Additionally, it can be noted from Figure 8 that the average time per trial decreased on average by around 15 seconds when compared to the control, which is a desirable outcome. This can be attributed to the fact that the high-pitched sound associated with an object being directly in front of the user is unpleasant, which warns the user of obstacles very responsively.
Figure 7. Average number of collisions per trial in the Simulated Hallway Test. The only tangible statistic is that without the sound engine, the user collided with around 10 obstacles on average. To reiterate, the sound engine reduced that figure to 0 across every trial we conducted.
Figure 8. Average time per attempt for the Simulated Hallway Test. It can be noted that the average time with the use of the sound engine was considerably lower than the control trials.
Based on the results, we can conclude that the sound engine generates audio that is intuitive enough for users to determine where the closest obstacle is at any given moment, with a high degree of accuracy and speed. Ideally, it would only take one attempt on average to determine where the closest obstacle is, but the ambiguousness of these situations would usually occur when two or more obstacles were at similar distances compared to one another. This would effectively cause the outputted audio to be put in similar bins, thus sounding the same. This effect is exaggerated when the closest obstacles aren’t very close to the user, so the bins that they are sorted into are even more similar due to the use of the logarithmic binning.

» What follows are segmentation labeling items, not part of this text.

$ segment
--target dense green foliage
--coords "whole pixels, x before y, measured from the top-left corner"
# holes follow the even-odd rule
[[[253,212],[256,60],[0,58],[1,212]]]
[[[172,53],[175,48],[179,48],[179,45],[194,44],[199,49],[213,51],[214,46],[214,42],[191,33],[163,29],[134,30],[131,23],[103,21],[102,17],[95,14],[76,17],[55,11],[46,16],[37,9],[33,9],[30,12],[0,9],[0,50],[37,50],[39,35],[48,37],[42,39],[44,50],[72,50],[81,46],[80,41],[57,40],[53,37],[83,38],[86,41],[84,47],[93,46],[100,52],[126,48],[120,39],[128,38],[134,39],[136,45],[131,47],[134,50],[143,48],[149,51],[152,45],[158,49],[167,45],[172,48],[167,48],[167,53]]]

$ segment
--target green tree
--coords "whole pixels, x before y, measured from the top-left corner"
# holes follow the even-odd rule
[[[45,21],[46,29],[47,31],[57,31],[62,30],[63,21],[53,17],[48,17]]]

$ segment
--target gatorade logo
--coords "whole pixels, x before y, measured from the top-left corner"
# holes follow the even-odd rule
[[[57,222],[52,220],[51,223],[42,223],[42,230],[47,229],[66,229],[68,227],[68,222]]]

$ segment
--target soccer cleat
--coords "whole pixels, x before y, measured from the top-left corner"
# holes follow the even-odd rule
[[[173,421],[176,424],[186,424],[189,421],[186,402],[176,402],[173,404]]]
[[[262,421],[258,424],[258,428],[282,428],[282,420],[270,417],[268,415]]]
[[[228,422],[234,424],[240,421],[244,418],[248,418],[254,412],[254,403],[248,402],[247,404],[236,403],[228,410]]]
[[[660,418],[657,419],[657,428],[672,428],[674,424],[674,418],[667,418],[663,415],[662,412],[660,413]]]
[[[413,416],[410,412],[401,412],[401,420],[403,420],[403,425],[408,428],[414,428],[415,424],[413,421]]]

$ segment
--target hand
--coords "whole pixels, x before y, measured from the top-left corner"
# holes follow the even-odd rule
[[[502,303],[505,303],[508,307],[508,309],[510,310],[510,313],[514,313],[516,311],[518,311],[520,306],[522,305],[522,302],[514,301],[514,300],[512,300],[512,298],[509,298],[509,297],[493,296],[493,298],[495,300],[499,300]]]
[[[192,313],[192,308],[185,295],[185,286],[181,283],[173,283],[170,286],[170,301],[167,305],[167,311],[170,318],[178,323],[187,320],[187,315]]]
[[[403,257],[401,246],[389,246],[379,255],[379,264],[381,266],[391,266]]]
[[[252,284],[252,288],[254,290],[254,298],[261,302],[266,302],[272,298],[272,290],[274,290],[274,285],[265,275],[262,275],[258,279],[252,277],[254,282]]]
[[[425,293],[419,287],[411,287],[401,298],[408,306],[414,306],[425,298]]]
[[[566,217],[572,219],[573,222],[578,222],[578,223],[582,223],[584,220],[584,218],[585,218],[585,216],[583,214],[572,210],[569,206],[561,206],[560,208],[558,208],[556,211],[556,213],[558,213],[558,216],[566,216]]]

For the average time of each trial, the control trials on average are longer, but one thing to note is that the users would guess much more frequently when they are taking random guesses. This results in more guesses per second compared to the trials in which users were using the sound engine. Despite this, the control trials still required the users to take more time to correctly guess where the closest obstacle was. This shows that the sound engine not only improved the time needed, but also the quality of each guess.
For this test (and the other test), we had an incredibly small sample size of two, with three trials for each user. Having a bigger sample size would definitely make our results more conclusive. However, this test does show a trend that we find promising.